Além de trabalhar em praticamente todas as grandes empresas de comunicação brasileiras, em televisão e mídia impressa, Elifas participou da criação de publicações como a revista Placar e da coleção História da  Música Popular Brasileira, além do semanário Opinião, também na década de 70, do semanário Movimento e da revista Argumento.
O trabalho de capista continuou durante a década de 80, com destaque para discos de Chico Buarque (Ópera do Malandro, Almanaque e Vida), Vinicius de Moraes e Toquinho (Arca de Noé 1 e 2, Um Pouco de Ilusão), Toquinho (Aquarela, Casa de Brinquedo), Clara Nunes, Paulinho da Viola (Zumbido, Amor e Natureza, Nervos de Aço, Cantando e Chorando, Prisma Luminoso, Eu Canto Samba e Bebadosamba), João Bosco (Essa é Sua Vida e Bandalhismo), Egberto Gismonti, Martinho da Vila, Zeca  Pagodinho,  entre outros. Entre os Prêmios Sharp de Música e os outorgados pela  Associação dos Produtores de Discos recebeu 24, concedidos a capas de discos. O último, em 1997, Prêmio Sharp de Música, pela criação da  capa do CD Bebadosamba, de Paulinho da Viola.
Um dos seus mais recentes projetos acaba de chegar a 100ª edição: a revista Almanaque Brasil de Cultura Popular reúne o que há de mais interessante e relevante sobre a história brasileira – a história contada corretamente, de maneira clara e objetiva. Almanaque, publicação mensal que circula a bordo dos vôos da TAM e por assinatura, é apenas um dos projetos da Elifas Andreato Comunicação Visual, situada em Perdizes.
Elifas recebeu o Guia Daqui Perdizes/Pompéia para esta entrevista, momentos antes da abertura da exposição de algumas de suas capas e pinturas de artistas da música popular brasileira, como Caetano Veloso, Noel Rosa, Adoniran Barbosa, Carmem Miranda, Pixinguinha, no Teatro Fecap. A exposição vai até 9 de dezembro. Visitas de segunda a sexta, das 9 às 21h, e aos sábados e domingos, das 14 às 20h.

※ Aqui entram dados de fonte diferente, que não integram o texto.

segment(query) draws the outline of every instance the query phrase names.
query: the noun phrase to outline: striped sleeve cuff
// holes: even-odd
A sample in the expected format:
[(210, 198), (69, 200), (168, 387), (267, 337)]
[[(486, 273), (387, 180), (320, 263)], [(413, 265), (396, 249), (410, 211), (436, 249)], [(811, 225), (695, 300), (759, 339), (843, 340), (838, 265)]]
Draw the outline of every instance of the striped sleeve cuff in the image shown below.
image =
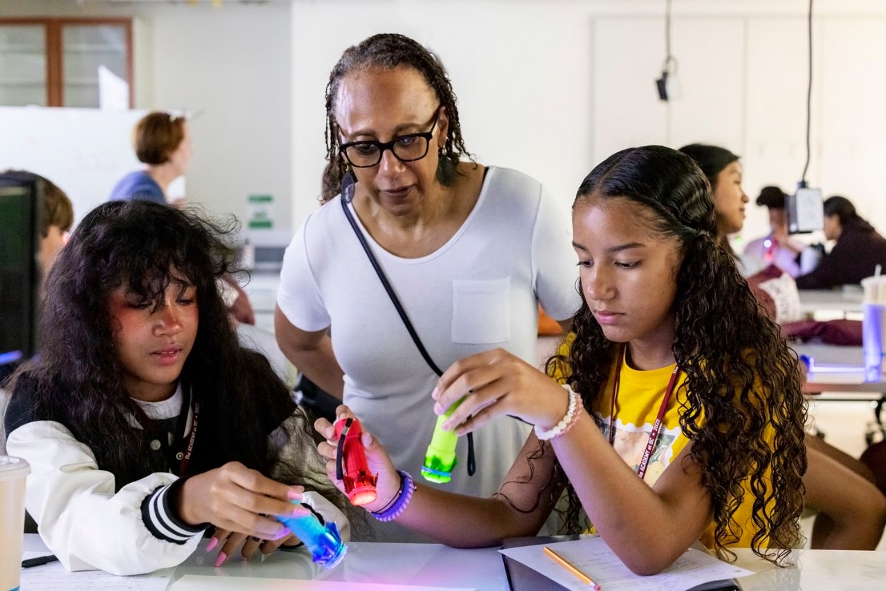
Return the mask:
[(183, 478), (179, 478), (170, 485), (160, 486), (142, 502), (142, 521), (144, 522), (144, 526), (155, 538), (174, 544), (183, 544), (209, 526), (209, 524), (186, 524), (175, 514), (172, 502), (183, 482)]

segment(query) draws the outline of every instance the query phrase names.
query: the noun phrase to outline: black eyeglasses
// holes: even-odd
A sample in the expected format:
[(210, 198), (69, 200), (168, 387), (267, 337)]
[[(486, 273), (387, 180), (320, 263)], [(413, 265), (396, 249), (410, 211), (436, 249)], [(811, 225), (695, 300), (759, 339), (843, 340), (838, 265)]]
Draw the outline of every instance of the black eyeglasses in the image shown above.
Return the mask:
[(431, 138), (433, 137), (434, 128), (439, 120), (440, 106), (442, 105), (434, 111), (433, 125), (424, 133), (398, 136), (390, 142), (366, 140), (342, 144), (338, 146), (338, 152), (345, 154), (345, 158), (354, 168), (369, 168), (376, 166), (382, 161), (382, 154), (385, 150), (390, 150), (400, 162), (420, 160), (428, 155)]

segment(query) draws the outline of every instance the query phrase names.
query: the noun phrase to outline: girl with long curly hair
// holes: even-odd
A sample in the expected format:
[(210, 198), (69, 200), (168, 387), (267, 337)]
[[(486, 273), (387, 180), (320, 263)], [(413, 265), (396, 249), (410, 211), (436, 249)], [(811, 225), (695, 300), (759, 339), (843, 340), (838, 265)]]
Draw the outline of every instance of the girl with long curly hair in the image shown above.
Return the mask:
[[(378, 471), (367, 509), (447, 544), (492, 546), (534, 534), (565, 491), (562, 532), (593, 528), (637, 573), (699, 539), (724, 558), (750, 547), (781, 564), (801, 540), (800, 375), (718, 242), (704, 175), (669, 148), (619, 152), (582, 183), (572, 225), (584, 302), (548, 374), (482, 353), (432, 394), (438, 414), (455, 408), (444, 428), (458, 434), (503, 415), (535, 425), (499, 492), (414, 489), (364, 435)], [(319, 449), (332, 477), (335, 451)]]
[(40, 359), (11, 378), (4, 426), (30, 464), (27, 511), (69, 570), (174, 566), (211, 526), (216, 566), (297, 545), (274, 515), (312, 510), (349, 533), (315, 433), (228, 318), (215, 280), (232, 229), (110, 202), (50, 272)]

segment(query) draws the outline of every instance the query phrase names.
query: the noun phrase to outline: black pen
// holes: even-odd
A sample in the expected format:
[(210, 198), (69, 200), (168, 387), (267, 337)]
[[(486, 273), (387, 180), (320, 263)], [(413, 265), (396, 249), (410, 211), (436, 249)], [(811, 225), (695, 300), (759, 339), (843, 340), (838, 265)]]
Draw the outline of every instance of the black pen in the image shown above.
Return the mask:
[(56, 555), (50, 554), (45, 556), (37, 556), (36, 558), (28, 558), (27, 560), (21, 561), (21, 568), (29, 569), (32, 566), (40, 566), (41, 564), (49, 564), (50, 563), (54, 563), (58, 560)]

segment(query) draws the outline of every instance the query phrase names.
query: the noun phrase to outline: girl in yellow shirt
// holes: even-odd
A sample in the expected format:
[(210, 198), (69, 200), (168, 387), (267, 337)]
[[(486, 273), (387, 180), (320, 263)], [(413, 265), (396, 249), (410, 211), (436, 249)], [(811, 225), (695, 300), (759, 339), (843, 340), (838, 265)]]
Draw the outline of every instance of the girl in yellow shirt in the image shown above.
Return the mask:
[[(431, 393), (438, 414), (462, 400), (444, 424), (458, 434), (501, 415), (535, 425), (499, 492), (416, 489), (364, 434), (378, 473), (366, 508), (452, 546), (492, 546), (535, 534), (565, 491), (563, 533), (593, 524), (638, 573), (699, 539), (781, 562), (800, 539), (800, 374), (717, 242), (704, 175), (669, 148), (624, 150), (581, 183), (572, 227), (584, 301), (548, 374), (490, 351)], [(334, 479), (334, 431), (317, 429)]]

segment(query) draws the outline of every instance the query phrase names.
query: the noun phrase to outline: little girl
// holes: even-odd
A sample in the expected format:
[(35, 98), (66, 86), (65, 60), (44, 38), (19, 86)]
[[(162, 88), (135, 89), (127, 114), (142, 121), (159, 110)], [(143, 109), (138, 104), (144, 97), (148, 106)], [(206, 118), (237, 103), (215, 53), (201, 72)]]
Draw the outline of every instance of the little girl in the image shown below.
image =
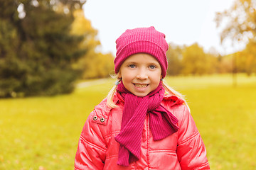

São quantos anos de carreira?
De carreira, se considerar que comecei a pintar na fábrica (na Fiat Lux) ainda, com 14 anos e estou com 60. Profissionalmente, comecei em 1967 na Editora Abril como estagiário. Fiz estágio nas revistas Claudia, Quatro Rodas, Manequim, depois na Realidade. Fui para a Abril Cultural já como chefe de artes, em 1969. Eu fiz uma carreira muito rápida na Abril. Quando a gente é pobre não perde as oportunidades. Tem que aproveitar. E quando entrei na Abril tive contato com grandes jornalistas, com materiais, com informação… Eu comecei a desenhar sem parar. Chegou até um ponto de intimidar os diretores de arte porque eu me dedicava tanto ao trabalho e ao estudo das técnicas. O único diploma que eu tenho é o de alfabetização para adultos. Todo o resto aprendi fazendo, quebrando a cara. Até hoje é assim.

Era mais prazeroso trabalhar naquela época, quando não te procuravam para fazer uma capa de graça, por exemplo?
Eu fiz muita capa de disco e hoje todo mundo acha que eu tenho que produzir de graça. Eu fiz isso a vida inteira e não quero mais fazer. São mais de 400 capas de discos. Mas numa época em que isso ainda rendia algum dinheiro. Hoje em dia não vale à pena. Hoje eu só faço para os amigos ou para quem não pode mesmo pagar. Trabalho com música desde 1970, quando fiz a História da Música Popular Brasileira, na Abril Cultural. Eu me tornei amigo não só da minha geração que fazia música, mas também dos antigos, que já na época estavam esquecidos. Convivi com Ismael Silva, Lupicínio Rodrigues, o próprio Pixinguinha. Enfim, eu era moleque, mas era apaixonado por música. A coleção da Abril foi um trabalho que impressionou muito pela qualidade gráfica e modernidade. Em 1971 eu fiz a primeira capa de disco para o Paulinho da Viola, uma capa ainda com fotografia; em 1972 fiz Dança da Solidão, uma capa com desenho, e em 1973 fiz Nervos de Aço que foi uma capa que revolucionou a história da capa de disco no Brasil.

Por quê?
Porque fiz uma capa que denunciava a separação do Paulinho da mulher. Paulinho chorando com flores na mão. A partir disso, ocupei um espaço vago, eu diria. O artista gráfico, até então, ou capista, tinha uma função meio burocrática. Fulano está gravando um disco e precisa fazer uma boa foto… Eu, desde cedo, percebi que não ia fazer nada que fosse idéia de outra pessoa. Só ia fazer aquilo que eu pudesse ouvir, ler, assistir. Fiz isso no teatro, na literatura e me custou caro porque não era costume. Os editores, os diretores estavam acostumados com a história do sujeito que desenha ser meio idiota, não ter escola e ter o dom para desenhar. Eu decidi desenhar o que entendesse de um conteúdo. Tinha percebido, muito menino, que a opção por arte gráfica era a opção de fazer a multiplicação visual, até porque eu não dava muita importância aos originais. Eu tenho pouquíssimos originais porque os que tinha vendi para fazer o Almanaque. Uma concepção, por exemplo, foi o cartaz de Calabar, direção do Fernando Peixoto, uma peça censurada. Aquela tatuagem feita em couro de porco, com uma garrafa de Coca Cola e uma serpente… Naquela época, a Cola Cola simbolizava o imperialismo americano, e nós fazíamos parte de uma geração que se opunha ao regime militar e que lutava por liberdade de expressão.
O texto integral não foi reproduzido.